According to CBS Sports’ Jon Rothstein, Florida will face Ohio in a non-conference game scheduled for Dec. 12. It will be a neutral site game in Tampa at the Amalie Arena.
It may look like a regular announcement of a non-conference game, but in reality, it’s much more.
When Todd Golden was hired in Florida, he had a reputation for being an avid analytic. Hearing this will get a lot of people thinking about shot selection, lineup decisions, and in-game strategy, and while that’s a huge way to use analysis in the Florida basketball program is far from the only way.
One area where analytics can be used to a major advantage is planning and doing everything possible to play the NCAA NET Rankings, their official NCAA Tournament sorting tool. Since the NET is algorithmically generated, there are ways to position your team as positively as possible and the game Florida just scheduled with Ohio shows that Golden brings the analytically savvy method of smart planning and play from NET to the Gators program. Here’s how.
There are different ways to predict where teams will end up in the NET, both based on historical data from the league the team is from and how their roster looks for the season. According to the T-Rank analysis tool, Ohio is expected to finish 163rd in the nation.
Let’s say, for the sake of argument, that T-Rank nails the prediction and Ohio ends up finishing the season 163rd in the NET.
If the Gators were to play this game in Gainesville, it would be a Quadrant 4 game, the least valuable game for the NCAA selection committee. Indeed, for a real home match, the NET system values a match against a team ranked 161-353 as a quadrant-4 match.
However, the Gators didn’t schedule that game at home, they scheduled it for a neutral site. Because of that, if Ohio finished 163rd, it would be a Quadrant 3 game.

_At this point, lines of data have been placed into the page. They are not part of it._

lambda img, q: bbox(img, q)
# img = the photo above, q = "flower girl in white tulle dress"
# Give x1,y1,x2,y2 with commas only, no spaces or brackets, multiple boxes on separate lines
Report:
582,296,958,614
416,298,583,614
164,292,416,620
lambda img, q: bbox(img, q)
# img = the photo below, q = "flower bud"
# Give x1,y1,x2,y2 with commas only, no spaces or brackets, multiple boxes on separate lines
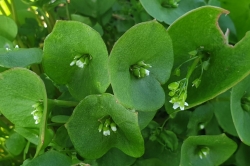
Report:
192,78,201,88
133,68,141,78
110,122,117,132
174,68,181,77
168,82,179,91
168,91,175,97
104,119,110,127
98,123,103,132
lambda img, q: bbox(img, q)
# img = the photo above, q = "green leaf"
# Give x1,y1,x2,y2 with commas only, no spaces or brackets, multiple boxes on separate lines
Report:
0,48,43,68
70,0,115,18
0,36,13,49
66,94,144,159
97,148,136,166
187,105,213,135
0,68,47,128
209,91,238,136
109,21,173,111
235,143,250,166
165,6,250,112
25,150,71,166
231,76,250,145
53,126,73,148
220,0,250,40
5,133,26,156
140,0,205,25
180,134,237,166
43,21,109,100
14,126,39,145
0,15,17,41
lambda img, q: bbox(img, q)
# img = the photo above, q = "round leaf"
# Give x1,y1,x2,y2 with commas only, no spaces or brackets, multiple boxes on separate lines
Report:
180,134,237,166
165,6,250,112
109,21,173,111
25,150,71,166
66,94,144,159
0,15,17,41
0,68,47,128
43,21,109,99
0,48,43,68
140,0,205,25
231,76,250,145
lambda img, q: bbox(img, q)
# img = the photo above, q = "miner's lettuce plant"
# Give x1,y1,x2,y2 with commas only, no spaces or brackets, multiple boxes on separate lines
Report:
0,0,250,166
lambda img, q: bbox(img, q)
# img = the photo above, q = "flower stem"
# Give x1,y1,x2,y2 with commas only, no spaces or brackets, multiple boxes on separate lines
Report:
48,99,79,107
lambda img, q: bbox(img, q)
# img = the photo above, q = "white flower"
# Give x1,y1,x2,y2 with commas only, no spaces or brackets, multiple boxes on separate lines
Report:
103,130,110,136
69,60,76,66
111,126,117,131
145,69,150,76
170,100,188,111
76,60,85,68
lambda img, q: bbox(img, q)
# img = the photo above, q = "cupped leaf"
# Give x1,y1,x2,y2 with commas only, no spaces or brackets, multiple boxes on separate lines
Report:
0,68,47,128
97,148,136,166
0,48,43,68
209,91,238,136
187,104,214,135
70,0,115,18
24,150,71,166
180,134,237,166
0,15,17,41
66,94,144,159
5,133,26,156
140,0,205,25
220,0,250,40
165,6,250,112
43,21,109,99
230,76,250,145
109,21,173,111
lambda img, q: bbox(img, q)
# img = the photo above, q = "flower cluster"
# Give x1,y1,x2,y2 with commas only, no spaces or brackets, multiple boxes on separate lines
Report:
199,147,210,159
98,118,117,136
161,0,180,8
130,61,152,78
70,54,92,68
31,102,43,124
168,78,188,110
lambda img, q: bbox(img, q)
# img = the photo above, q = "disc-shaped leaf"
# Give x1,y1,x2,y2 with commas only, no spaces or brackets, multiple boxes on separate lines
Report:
25,150,71,166
0,15,17,41
210,91,238,136
180,134,237,166
43,21,109,99
109,21,173,111
166,6,250,112
66,94,144,159
231,76,250,145
0,48,43,68
0,68,47,128
140,0,205,25
70,0,115,18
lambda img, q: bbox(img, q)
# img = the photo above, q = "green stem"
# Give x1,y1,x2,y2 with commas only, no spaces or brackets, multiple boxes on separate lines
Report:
66,1,71,20
48,99,79,107
161,110,181,131
38,8,53,33
186,55,203,80
0,6,7,16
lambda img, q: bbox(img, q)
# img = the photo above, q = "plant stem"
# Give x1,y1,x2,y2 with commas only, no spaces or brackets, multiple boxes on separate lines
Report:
48,99,79,107
186,55,202,80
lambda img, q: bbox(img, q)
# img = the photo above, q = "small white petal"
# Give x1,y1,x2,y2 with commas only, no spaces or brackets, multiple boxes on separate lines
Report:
111,126,117,131
76,60,84,68
173,102,180,109
69,60,76,66
103,130,110,136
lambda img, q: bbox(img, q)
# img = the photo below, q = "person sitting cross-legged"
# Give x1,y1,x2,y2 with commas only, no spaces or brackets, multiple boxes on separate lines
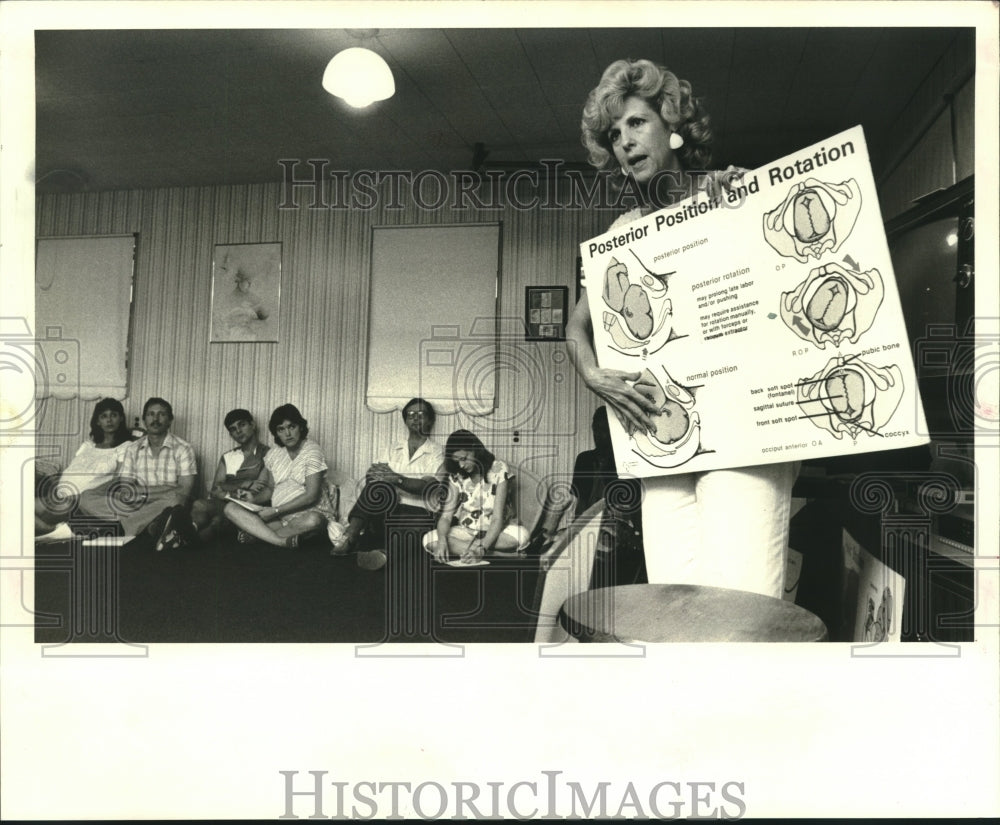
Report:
330,398,445,570
423,430,530,564
223,404,334,547
154,409,271,548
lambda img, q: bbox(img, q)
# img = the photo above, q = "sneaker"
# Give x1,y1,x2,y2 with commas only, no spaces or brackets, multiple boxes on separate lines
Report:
35,521,75,543
156,530,187,550
156,507,177,552
358,550,389,570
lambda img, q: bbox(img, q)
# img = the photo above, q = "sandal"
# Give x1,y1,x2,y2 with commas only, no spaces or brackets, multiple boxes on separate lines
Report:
330,533,361,556
358,550,389,570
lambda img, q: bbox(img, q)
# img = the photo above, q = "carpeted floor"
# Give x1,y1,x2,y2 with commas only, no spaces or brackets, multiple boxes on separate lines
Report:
35,537,538,643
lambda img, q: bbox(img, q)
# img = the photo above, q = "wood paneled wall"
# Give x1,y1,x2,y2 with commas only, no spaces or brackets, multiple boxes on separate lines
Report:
37,173,614,506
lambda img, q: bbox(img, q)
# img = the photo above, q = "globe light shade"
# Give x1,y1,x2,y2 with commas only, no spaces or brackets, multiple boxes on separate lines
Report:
323,47,396,109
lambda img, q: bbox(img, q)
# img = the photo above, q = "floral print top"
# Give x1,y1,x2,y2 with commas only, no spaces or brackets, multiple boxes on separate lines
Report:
448,459,511,533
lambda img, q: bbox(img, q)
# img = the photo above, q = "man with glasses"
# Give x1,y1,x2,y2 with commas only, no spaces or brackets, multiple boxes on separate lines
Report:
331,398,445,570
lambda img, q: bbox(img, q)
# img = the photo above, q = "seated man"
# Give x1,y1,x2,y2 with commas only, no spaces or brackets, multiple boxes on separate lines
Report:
80,397,198,542
163,409,271,548
331,398,444,570
529,406,618,553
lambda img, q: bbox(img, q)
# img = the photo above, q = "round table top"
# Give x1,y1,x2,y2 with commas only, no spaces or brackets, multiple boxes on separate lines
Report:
559,584,827,643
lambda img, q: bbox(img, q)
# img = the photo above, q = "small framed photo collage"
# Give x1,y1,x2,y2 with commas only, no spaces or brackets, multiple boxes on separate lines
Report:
524,286,569,341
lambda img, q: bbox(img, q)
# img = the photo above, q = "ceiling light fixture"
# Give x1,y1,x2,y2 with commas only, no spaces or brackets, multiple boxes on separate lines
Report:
323,46,396,109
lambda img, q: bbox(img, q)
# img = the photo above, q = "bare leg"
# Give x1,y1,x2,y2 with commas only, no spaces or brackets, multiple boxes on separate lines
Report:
223,504,325,547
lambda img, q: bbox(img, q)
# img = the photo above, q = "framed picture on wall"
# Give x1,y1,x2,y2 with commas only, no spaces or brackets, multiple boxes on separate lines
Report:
209,243,281,344
524,286,569,341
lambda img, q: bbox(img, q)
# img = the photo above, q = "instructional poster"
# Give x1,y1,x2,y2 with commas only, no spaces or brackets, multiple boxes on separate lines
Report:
581,126,928,477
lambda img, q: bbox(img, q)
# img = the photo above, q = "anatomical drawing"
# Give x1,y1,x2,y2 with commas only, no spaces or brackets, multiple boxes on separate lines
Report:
601,252,680,356
781,263,885,349
632,366,704,467
796,356,903,439
764,178,861,263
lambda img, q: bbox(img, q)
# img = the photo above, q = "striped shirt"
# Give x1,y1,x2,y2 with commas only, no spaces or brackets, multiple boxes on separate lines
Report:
121,433,198,487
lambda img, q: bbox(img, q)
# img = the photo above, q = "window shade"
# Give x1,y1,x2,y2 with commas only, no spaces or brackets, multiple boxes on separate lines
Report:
366,223,500,415
35,235,135,400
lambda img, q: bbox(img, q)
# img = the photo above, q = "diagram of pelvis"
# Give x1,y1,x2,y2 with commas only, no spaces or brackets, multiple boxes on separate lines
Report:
601,253,674,356
796,356,903,438
764,178,861,263
633,367,701,467
781,263,885,349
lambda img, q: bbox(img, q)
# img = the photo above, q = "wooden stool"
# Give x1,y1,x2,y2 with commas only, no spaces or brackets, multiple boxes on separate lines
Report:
559,584,827,643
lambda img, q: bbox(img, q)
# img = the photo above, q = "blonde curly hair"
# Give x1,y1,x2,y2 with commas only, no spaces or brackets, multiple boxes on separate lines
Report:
580,60,712,170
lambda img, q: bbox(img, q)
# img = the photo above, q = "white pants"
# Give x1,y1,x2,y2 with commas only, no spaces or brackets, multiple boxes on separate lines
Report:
422,523,531,555
642,462,800,599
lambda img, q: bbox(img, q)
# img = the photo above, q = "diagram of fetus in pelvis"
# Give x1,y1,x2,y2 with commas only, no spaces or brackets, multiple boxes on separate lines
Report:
764,178,861,263
781,259,885,349
620,366,705,467
601,252,681,357
796,356,903,438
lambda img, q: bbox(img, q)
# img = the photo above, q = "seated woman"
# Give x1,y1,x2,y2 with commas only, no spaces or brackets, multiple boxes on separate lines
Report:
423,430,529,562
223,404,333,547
35,398,133,541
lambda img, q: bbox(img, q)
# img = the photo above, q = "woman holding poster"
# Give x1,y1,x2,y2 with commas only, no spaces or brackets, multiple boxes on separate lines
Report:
566,60,798,598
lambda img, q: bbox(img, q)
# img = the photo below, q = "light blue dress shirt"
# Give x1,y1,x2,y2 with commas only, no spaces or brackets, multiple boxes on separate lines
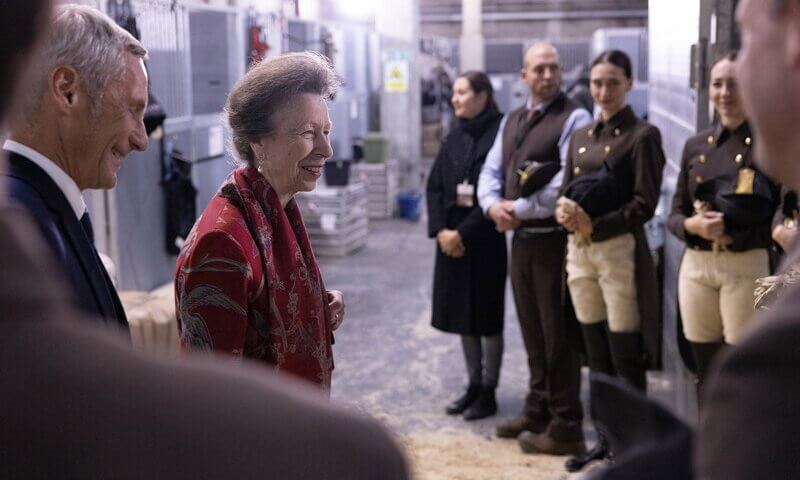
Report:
478,99,593,220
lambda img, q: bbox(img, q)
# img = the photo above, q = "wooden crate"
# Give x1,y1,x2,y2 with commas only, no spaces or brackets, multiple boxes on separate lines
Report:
351,160,399,219
296,182,369,257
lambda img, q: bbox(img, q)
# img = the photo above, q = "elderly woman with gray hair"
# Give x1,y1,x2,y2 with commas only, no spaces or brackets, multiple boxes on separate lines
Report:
175,52,344,391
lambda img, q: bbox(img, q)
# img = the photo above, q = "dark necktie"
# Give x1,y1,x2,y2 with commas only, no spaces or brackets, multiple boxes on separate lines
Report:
81,211,94,246
514,109,542,149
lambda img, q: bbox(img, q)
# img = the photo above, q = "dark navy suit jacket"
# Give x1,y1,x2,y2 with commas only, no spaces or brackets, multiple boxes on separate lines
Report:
5,152,128,329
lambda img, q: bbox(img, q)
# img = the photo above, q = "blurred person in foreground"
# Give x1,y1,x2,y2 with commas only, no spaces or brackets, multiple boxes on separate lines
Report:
0,0,408,480
426,72,507,420
2,4,147,329
695,0,800,480
175,52,344,391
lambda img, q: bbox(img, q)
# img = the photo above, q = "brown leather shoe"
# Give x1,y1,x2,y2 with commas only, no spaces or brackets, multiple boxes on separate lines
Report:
494,414,549,438
517,432,586,455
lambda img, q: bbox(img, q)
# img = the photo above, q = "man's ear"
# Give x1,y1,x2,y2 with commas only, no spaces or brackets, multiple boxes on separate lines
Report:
47,65,83,113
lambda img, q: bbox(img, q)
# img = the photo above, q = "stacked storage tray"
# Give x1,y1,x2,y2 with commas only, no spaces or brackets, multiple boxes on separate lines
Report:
295,182,369,257
351,160,398,219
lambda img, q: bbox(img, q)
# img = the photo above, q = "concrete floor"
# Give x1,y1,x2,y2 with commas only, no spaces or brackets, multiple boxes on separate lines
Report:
320,220,527,436
320,220,588,480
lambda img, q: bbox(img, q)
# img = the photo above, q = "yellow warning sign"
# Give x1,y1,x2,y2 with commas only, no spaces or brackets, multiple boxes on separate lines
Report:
383,60,408,93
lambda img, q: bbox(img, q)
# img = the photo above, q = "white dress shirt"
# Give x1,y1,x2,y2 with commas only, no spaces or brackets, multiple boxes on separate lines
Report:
3,140,86,220
478,99,593,220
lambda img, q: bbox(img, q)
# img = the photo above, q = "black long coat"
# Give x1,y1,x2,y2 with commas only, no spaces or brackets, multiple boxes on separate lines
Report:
427,107,507,335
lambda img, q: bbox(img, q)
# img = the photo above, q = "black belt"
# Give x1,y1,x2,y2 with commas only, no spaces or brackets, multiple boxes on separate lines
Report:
514,226,564,240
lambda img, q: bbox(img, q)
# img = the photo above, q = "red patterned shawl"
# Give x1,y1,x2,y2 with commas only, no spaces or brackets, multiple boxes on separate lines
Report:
176,167,333,390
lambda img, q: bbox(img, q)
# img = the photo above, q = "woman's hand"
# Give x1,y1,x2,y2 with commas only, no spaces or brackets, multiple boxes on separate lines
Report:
683,210,725,242
327,290,344,330
555,197,592,236
436,228,466,258
772,225,797,251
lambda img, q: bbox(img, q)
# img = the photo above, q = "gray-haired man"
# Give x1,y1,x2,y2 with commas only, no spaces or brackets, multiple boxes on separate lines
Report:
3,5,147,328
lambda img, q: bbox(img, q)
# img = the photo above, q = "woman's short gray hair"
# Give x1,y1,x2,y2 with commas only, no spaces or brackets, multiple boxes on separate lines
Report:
225,52,341,164
26,4,147,120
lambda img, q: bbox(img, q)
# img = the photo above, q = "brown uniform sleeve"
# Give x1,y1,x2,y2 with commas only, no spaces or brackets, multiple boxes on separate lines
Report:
560,132,575,195
667,144,692,241
592,126,664,242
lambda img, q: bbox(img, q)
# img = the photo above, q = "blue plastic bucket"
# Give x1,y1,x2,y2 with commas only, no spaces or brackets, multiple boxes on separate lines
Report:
397,191,422,221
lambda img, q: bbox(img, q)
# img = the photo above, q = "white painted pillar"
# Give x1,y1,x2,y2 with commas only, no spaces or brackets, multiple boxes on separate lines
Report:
459,0,486,72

Although you play on the same team, playing Ohio at a neutral site inherently makes this game much more valuable. Of course, there’s also some play with this game in Tampa, far from a true neutral site location with Ohio. The NCAA used to use the “half-home” and “half-away” distinctions for “neutral” venue play in the state, but in the NET system the distinction isn’t so clear.
Targeting a team that is in the mid-100s projected finishing range and programming them for neutral ground may be a coincidence, but I find it hard to believe. This game makes analytical sense, the goodness of the NET’s ranking system written all over it and this must be Golden’s first step to fully exploit the data to put his team in the best position to make the NCAA tournament and have a good seed.
Part of the reason San Francisco was able to make the NCAA Tournament last season under Golden with a strong seed was that exact type of smart planning. They played Davidson (46th in NET), Towson (71st in NET), UAB (49th in NET), Grand Canyon (92nd in NET) and Loyola Chicago (28th in NET), which meant three quadrants -1 games and two games from quadrant-2, a program of very good quality even when playing exclusively mid-majors.
Florida last year, on the other hand, largely played teams in the mid-200s in the home NET. If you are a die-hard fan who follows the NET after every game, you will remember that the Gators won a few of these games and always fell on the NET afterwards, a sign of how little weight these games are given. by the NET. Ultimately, that played a small part in the Gators not being close to the NCAA Tournament conversation.
We will continue to see the impact of Golden using analytics to help him lead the program and this game with Ohio at a neutral site is a shining example of how data can help a basketball team. university with all the elements, both on and off the field.